Bone trabecular volume was significantly greater in all xylitol-fed groups than in the controls, the volume increasing along with increasing xylitol content. Furthermore, 10% dietary xylitol supplementation prevented significantly the accelerated trabecular bone loss in ovariectomized rats.

This bone conserving action of dietary xylitol in experimental osteoporosis is different from those provided by calcium supplements, which have not been able to show reduced loss of bone trabeculae (Recker et al. 1977, Riis et al. 1987, Breslau 1994). As estrogen deficiency is accompanied with malabsorption of calcium attributed to impaired vitamin D response, dietary administration of pure accessory calcium would probably not lead to increased bone calcium levels. However, as mentioned above, dietary xylitol increases calcium absorption independently of vitamin D action (Hämäläinen et al. 1985). Thus, dietary xylitol is probably able to provide sufficient calcium levels also during estrogen deficiency.

The xylitol-induced increase of bone trabeculation is, most likely, partly a consequence of diminished bone resorption, but it probably also reflects an anabolic effect of xylitol.
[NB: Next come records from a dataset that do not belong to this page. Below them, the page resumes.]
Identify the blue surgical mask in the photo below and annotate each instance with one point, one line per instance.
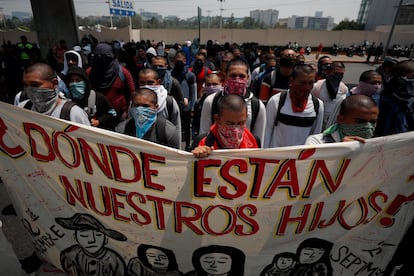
(77, 89)
(44, 99)
(364, 130)
(144, 118)
(161, 72)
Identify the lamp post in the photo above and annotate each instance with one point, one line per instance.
(221, 13)
(392, 30)
(110, 14)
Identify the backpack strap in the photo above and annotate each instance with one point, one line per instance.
(91, 109)
(282, 101)
(210, 140)
(272, 80)
(291, 120)
(315, 104)
(121, 74)
(170, 106)
(258, 142)
(217, 96)
(28, 105)
(255, 105)
(160, 130)
(66, 108)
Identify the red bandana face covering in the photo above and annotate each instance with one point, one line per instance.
(230, 137)
(236, 86)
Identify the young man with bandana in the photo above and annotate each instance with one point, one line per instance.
(71, 58)
(145, 123)
(236, 82)
(41, 86)
(229, 129)
(111, 79)
(331, 90)
(160, 65)
(356, 121)
(278, 80)
(370, 84)
(324, 63)
(100, 111)
(396, 102)
(167, 105)
(300, 115)
(200, 69)
(188, 83)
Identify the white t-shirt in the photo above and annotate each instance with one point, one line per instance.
(283, 135)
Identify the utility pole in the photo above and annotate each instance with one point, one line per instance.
(110, 14)
(221, 13)
(392, 30)
(142, 19)
(199, 22)
(208, 20)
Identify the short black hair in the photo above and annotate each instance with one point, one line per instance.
(231, 102)
(147, 92)
(403, 68)
(46, 71)
(356, 101)
(236, 62)
(337, 64)
(302, 69)
(147, 71)
(367, 75)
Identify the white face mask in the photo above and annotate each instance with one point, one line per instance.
(410, 86)
(44, 99)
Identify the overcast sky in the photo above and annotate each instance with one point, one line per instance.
(339, 9)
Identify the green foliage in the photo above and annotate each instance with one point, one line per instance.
(348, 25)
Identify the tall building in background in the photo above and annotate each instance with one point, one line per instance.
(268, 18)
(316, 22)
(378, 13)
(363, 11)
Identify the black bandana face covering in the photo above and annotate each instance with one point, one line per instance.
(332, 83)
(44, 99)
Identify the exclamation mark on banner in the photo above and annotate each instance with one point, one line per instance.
(393, 209)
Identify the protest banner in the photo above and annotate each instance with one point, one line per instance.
(100, 202)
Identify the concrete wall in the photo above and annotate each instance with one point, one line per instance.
(270, 37)
(55, 20)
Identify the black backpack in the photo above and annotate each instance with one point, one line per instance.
(210, 140)
(290, 120)
(64, 113)
(255, 103)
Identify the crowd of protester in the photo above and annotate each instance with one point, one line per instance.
(203, 98)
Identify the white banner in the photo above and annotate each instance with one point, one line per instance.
(101, 203)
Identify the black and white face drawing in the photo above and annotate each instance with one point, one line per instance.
(216, 263)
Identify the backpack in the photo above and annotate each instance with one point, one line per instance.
(160, 129)
(210, 140)
(64, 113)
(169, 106)
(255, 105)
(289, 120)
(197, 112)
(90, 109)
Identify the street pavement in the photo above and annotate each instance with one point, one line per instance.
(18, 236)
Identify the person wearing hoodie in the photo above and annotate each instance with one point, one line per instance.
(159, 64)
(370, 84)
(111, 79)
(146, 123)
(188, 83)
(167, 105)
(101, 113)
(236, 82)
(70, 58)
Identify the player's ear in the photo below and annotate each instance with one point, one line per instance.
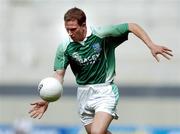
(83, 24)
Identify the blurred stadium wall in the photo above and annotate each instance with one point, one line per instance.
(30, 31)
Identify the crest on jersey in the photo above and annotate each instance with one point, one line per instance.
(97, 47)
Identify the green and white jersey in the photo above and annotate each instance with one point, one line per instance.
(93, 60)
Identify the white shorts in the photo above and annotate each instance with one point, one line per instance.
(95, 98)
This was suggested in a previous study (Svanberg & Knuuttila 1993), where the increase of cortical bone mineral content after dietary xylitol administration was greater in newly synthetized bone than in formerly formed bone when compared to the controls. The anabolic effect of intravenously and parenterally administered xylitol has been detected in many studies (Lang 1971, Wilkinson 1972, Förster 1974). A positive nitrogen balance, which is related to increased bone mineral content (Morris et al. 1992), has also been detected during intravenous and parenteral xylitol nutrition (Georgieff et al. 1985, Almdal et al. 1993).
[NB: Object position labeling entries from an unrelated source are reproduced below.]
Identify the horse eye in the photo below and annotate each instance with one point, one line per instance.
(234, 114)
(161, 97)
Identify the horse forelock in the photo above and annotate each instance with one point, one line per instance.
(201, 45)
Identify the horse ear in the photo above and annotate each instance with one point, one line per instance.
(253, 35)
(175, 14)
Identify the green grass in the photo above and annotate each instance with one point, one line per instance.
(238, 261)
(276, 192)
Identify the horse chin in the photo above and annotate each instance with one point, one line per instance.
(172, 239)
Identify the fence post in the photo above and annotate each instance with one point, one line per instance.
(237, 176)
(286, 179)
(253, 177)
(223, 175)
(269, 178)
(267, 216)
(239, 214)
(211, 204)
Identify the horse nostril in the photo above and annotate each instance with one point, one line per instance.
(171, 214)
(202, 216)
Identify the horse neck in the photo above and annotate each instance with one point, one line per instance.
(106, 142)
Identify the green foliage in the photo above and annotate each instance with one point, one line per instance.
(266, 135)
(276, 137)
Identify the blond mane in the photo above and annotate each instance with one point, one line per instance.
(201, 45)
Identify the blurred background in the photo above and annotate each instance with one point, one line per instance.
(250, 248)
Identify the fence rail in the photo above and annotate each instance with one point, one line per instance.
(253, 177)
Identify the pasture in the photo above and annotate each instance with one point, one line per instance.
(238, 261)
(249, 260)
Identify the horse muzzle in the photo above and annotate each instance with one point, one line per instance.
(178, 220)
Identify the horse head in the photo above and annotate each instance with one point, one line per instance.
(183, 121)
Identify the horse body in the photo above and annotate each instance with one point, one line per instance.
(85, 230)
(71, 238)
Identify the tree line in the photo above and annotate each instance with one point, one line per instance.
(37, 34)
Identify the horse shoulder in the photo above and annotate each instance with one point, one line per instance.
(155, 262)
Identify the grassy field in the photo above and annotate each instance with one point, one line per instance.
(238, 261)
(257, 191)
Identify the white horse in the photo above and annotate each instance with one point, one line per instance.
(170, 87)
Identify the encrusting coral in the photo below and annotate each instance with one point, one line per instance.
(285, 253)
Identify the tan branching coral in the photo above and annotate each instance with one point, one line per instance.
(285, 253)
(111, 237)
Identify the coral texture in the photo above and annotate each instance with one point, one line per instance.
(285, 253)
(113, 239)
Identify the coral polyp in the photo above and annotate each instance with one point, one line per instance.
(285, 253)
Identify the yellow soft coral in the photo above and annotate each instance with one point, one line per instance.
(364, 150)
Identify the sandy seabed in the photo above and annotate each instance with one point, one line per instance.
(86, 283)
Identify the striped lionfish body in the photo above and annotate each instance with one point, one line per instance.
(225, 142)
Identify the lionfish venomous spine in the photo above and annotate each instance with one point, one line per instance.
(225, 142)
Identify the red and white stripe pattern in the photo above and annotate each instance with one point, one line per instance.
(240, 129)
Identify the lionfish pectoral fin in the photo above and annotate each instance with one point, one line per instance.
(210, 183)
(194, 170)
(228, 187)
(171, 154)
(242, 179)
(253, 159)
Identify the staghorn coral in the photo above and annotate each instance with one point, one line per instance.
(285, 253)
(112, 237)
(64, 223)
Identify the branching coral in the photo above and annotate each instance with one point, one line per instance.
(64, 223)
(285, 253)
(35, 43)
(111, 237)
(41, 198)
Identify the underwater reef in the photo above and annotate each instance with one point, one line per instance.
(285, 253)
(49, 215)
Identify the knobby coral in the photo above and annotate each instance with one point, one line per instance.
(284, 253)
Increased NADH/NAD ratio, occuring also during the metabolism of xylitol, has been linked with the initiation of bone mineralization (Shapiro et al. 1982). Furthermore, the reduced redox state is associated with increased collagen synthesis and decreased collagenase activity (Hernández-Munôz et al. 1994). Unfortunatelly, no dynamic bone histomorphometry or other determinations of bone formation were done in the present studies.
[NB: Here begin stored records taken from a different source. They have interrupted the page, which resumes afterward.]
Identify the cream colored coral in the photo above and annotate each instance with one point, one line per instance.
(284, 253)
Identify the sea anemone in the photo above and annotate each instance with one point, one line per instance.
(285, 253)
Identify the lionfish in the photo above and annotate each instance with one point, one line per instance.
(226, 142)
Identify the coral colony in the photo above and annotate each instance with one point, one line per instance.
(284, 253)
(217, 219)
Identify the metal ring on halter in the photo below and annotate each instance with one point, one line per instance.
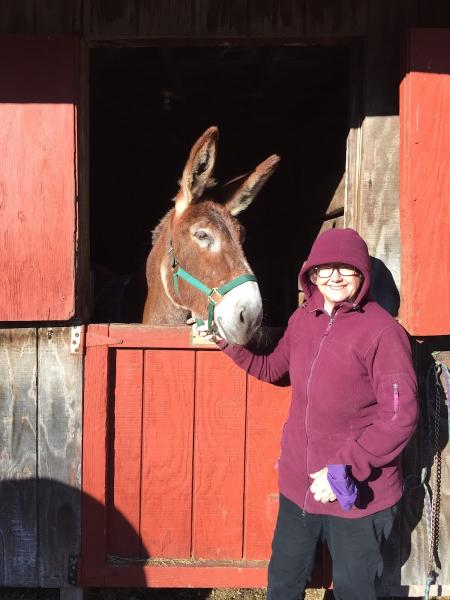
(216, 292)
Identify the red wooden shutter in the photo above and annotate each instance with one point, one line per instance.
(425, 184)
(38, 99)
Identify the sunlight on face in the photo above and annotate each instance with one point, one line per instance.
(337, 283)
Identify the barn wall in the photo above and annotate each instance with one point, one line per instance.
(40, 459)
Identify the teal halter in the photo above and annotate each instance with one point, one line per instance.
(214, 294)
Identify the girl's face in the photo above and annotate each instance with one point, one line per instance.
(337, 283)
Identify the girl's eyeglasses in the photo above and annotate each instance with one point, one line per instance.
(327, 271)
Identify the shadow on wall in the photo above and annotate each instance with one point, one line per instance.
(383, 288)
(40, 539)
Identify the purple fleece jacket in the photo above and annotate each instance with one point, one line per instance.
(354, 390)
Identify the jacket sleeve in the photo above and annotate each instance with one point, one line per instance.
(394, 382)
(268, 367)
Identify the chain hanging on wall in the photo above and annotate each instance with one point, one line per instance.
(432, 500)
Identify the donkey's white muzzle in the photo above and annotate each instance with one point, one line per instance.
(239, 314)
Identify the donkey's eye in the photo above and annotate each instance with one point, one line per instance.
(202, 236)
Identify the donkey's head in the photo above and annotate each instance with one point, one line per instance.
(203, 248)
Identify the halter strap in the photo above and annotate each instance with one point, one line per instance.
(214, 294)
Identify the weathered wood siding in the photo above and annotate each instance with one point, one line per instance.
(40, 457)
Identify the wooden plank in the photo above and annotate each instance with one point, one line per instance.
(110, 19)
(145, 336)
(18, 527)
(37, 177)
(124, 464)
(333, 223)
(425, 191)
(17, 16)
(166, 498)
(377, 216)
(59, 414)
(218, 458)
(218, 18)
(267, 409)
(95, 443)
(336, 17)
(165, 18)
(176, 576)
(277, 18)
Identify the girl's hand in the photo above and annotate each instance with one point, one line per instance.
(321, 488)
(202, 331)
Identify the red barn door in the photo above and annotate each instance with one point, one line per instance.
(38, 194)
(179, 453)
(425, 184)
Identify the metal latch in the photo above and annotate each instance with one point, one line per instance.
(75, 339)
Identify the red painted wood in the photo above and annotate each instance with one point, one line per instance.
(38, 97)
(218, 457)
(267, 409)
(95, 439)
(425, 189)
(167, 453)
(200, 439)
(125, 481)
(145, 336)
(178, 576)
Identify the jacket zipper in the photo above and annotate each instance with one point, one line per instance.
(308, 385)
(396, 399)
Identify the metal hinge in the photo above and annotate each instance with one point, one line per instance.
(95, 339)
(79, 340)
(76, 335)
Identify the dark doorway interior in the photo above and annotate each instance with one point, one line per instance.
(148, 106)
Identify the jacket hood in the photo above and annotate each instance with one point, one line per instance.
(336, 246)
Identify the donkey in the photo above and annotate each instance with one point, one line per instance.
(197, 266)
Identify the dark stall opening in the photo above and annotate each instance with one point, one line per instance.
(149, 105)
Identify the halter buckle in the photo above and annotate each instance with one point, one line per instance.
(215, 292)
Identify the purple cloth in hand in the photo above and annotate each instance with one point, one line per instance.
(343, 486)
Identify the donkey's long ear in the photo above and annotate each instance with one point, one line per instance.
(198, 169)
(250, 186)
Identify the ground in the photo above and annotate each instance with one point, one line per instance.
(179, 594)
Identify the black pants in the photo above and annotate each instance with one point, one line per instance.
(354, 546)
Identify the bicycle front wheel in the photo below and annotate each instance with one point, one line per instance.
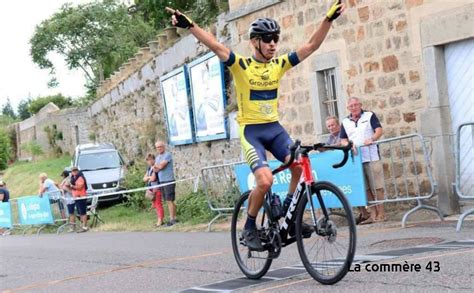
(328, 252)
(253, 264)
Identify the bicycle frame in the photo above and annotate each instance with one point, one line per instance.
(304, 187)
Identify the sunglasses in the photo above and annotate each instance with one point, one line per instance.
(269, 38)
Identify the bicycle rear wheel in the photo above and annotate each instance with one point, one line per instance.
(253, 264)
(327, 255)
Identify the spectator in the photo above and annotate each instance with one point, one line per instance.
(364, 129)
(164, 168)
(79, 192)
(69, 200)
(4, 197)
(151, 179)
(50, 188)
(332, 124)
(4, 193)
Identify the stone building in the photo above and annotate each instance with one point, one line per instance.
(399, 56)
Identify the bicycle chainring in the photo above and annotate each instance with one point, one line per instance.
(275, 243)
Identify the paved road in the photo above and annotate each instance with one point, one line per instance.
(172, 261)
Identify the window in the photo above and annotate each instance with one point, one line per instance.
(326, 91)
(330, 100)
(76, 130)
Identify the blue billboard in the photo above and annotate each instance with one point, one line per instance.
(5, 215)
(175, 90)
(206, 79)
(349, 178)
(34, 210)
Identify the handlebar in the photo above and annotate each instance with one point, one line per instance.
(298, 148)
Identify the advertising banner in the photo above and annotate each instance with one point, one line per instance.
(174, 89)
(349, 178)
(5, 215)
(206, 76)
(34, 210)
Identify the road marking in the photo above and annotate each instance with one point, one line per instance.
(409, 259)
(117, 269)
(283, 273)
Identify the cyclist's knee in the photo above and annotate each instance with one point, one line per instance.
(264, 179)
(296, 169)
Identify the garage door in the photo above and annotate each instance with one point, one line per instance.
(459, 59)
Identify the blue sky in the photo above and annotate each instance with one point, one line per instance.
(19, 76)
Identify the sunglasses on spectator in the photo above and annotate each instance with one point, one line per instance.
(269, 38)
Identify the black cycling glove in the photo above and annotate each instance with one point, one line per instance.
(334, 11)
(183, 21)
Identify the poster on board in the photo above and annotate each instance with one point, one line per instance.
(174, 89)
(206, 77)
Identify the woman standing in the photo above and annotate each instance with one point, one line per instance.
(151, 179)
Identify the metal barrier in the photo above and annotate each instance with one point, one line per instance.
(406, 172)
(464, 184)
(58, 209)
(221, 188)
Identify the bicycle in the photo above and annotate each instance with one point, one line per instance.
(320, 205)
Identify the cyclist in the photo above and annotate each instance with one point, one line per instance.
(257, 79)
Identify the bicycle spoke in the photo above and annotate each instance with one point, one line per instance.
(327, 253)
(253, 264)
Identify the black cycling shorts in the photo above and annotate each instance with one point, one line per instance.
(256, 138)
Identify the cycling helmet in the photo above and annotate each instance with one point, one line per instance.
(263, 26)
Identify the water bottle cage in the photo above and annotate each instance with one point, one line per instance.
(275, 206)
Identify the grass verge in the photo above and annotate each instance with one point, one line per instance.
(22, 177)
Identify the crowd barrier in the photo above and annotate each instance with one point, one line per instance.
(221, 188)
(407, 173)
(33, 212)
(464, 184)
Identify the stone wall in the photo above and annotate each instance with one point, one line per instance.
(376, 46)
(63, 121)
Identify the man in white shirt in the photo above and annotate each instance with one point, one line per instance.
(364, 128)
Dietary xylitol did not cause quantitative changes of hydroxyproline, pyridinoline or deoxypyridinoline in healthy rats. The volume of these collagenous elements was decreased in ovariectomized rats, but largely maintained if 10% xylitol was included in their diet. This suggests a dietary xylitol-associated normalizing effect on the rate of bone turnover in these rats. The relative volumes of collagenous elements remained unchanged in all groups. This is in accordance with previous findings (Robins & Duncan 1987), where no significant differences in crosslink concentrations, or their ratios were found between ovariectomized and sham-operated rats, when the crosslink concentrations were expressed as the number of residues per collagen molecule. Thus, no profound selective changes in the structure of bone collagen were suggested either during xylitol feeding, or following ovariectomy.